На лицах сослуживцев, несмотря на усталость, читалось напряжение — словно перед самым началом сражения. Прорываться через подготовленную оборону саббатцев в Маршдорфе без артиллерии и магов было бы самоубийством. Я считала разумным не переоценивать собственные силы и дождаться резервов — тактику, которую, как мне казалось, должен был разделять и штаб.
Однако, рассуждая здраво, враг, скорее всего, уже покинул крепость. Город находился глубоко на нашей территории, а его удержание означало бы растянутые и уязвимые линии снабжения, тянущиеся от самых границ Саббата. При постоянной угрозе нашим частям с юга саббатцам было не до упорной обороны изолированного пункта. Логичнее было отойти на более выгодные, заранее подготовленные позиции.
— Эх, вот бы свой дом проведать… хоть глазком, — в голосе Эльмы, обычно такой сдержанной, прозвучала сокровенная, почти несбыточная надежда. Она была родом из предместий Маршдорфа.
— Сомневаюсь, что получится. Даже если город пуст, нас погонят дальше, — ответила я, разрушая иллюзии.
— Да уж… так и думала…
Но даже в случае бескровного занятия города у нашей армии не было ресурсов для его длительного удержания и восстановления. Скорее всего, всё ограничилось бы беглой разведкой на предмет вражеского присутствия и магических ловушек, после чего марш продолжился бы к следующему рубежу.
Допустить же солдат, особенно измотанных маршем, к бесконтрольному перемещению по опустошённому городу означало бы спровоцировать неконтролируемые эксцессы — от мародёрства, даже в собственных домах, до гибели из-за «сюрпризов», которых саббатцы наверняка оставили в избытке.
— Ну что ж, и на том спасибо, если удастся хотя бы мельком увидеть улицы родного города.
— Если выпадет хоть немного времени на привал… я бы и в Ноэль заглянула. Проверила бы, что осталось. Но идём форсированным маршем — вряд ли кому-то позволят делать такие крюки.
Мою собственную, глухую надежду на посещение деревни где я выросла, вряд ли суждено было осуществить. Путь туда означал бы опасный крюк в стороне от основного направления на Западный фронт. Оставалось уповать лишь на то, что основные силы, идущие следом за нашим авангардом, смогут проверить Ноэль и подобные ей деревни. С этой невесёлой, тягостной мыслью я вздохнула в унисон с Эльмой, и мы продолжили идти молча, каждый погружённый в свои тревоги.
***
Оглядываясь назад, я понимаю: тогда, несмотря на весь пройденный ад, я всё ещё наивно воспринимала саму сущность этой войны, её этику — если такое слово здесь вообще применимо. Видимо, мне не хватало понимания её самых беспросветных глубин, той чёрной, бесчеловечной подлости, на которую способны люди, почувствовавшие себя хозяевами жизни и смерти на чужой земле.

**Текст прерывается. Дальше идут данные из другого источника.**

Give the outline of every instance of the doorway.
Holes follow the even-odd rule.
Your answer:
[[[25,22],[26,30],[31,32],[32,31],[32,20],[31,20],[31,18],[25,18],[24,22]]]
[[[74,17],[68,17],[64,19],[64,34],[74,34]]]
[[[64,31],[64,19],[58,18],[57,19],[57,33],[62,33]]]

Виртуальные миры — лишь иллюзия. Там трупы вежливо исчезают сами собой, а смертельно раненого товарища возвращает к жизни одно нажатие клавиши. Даже в реальных траншеях Западного фронта, в позиционной мясорубке, противники зачастую старались — по молчаливому согласию — предавать земле павших с подобающими, пусть и минимальными, почестями. Это диктовалось не только требованиями гигиены, предотвращающими эпидемии, но и своеобразным, суровым рыцарством — выражением молчаливой надежды: «Если паду я — пусть и со мной обойдутся так же». Поэтому сознательное осквернение мёртвых считалось редкостью, признаком особого озверения.
Но вторжение в деревни, вглубь мирной, беззащитной территории, открывало иную, куда более страшную правду. Захватчики, углубляясь на вражескую землю, не чувствовали себя связанными никакими условностями. Они не тратили времени на погребение «чужих». Ощущая своё сиюминутное превосходство и безнаказанность, они действовали с чудовищной уверенностью в том, что последствия их зверств никогда их не настигнут, не коснутся ни их самих, ни их семей, ни их домов. Оккупантам в тот момент было не дано представить, какую вековую, жгучую ненависть посеют их сегодняшние «шалости» в сердцах тех, кто выживет.
Нам, к нашему несчастью, предстояло вскоре убедиться в этом воочию — не в теории, а в самой что ни на есть осязаемой, воняющей плотью и смертью реальности.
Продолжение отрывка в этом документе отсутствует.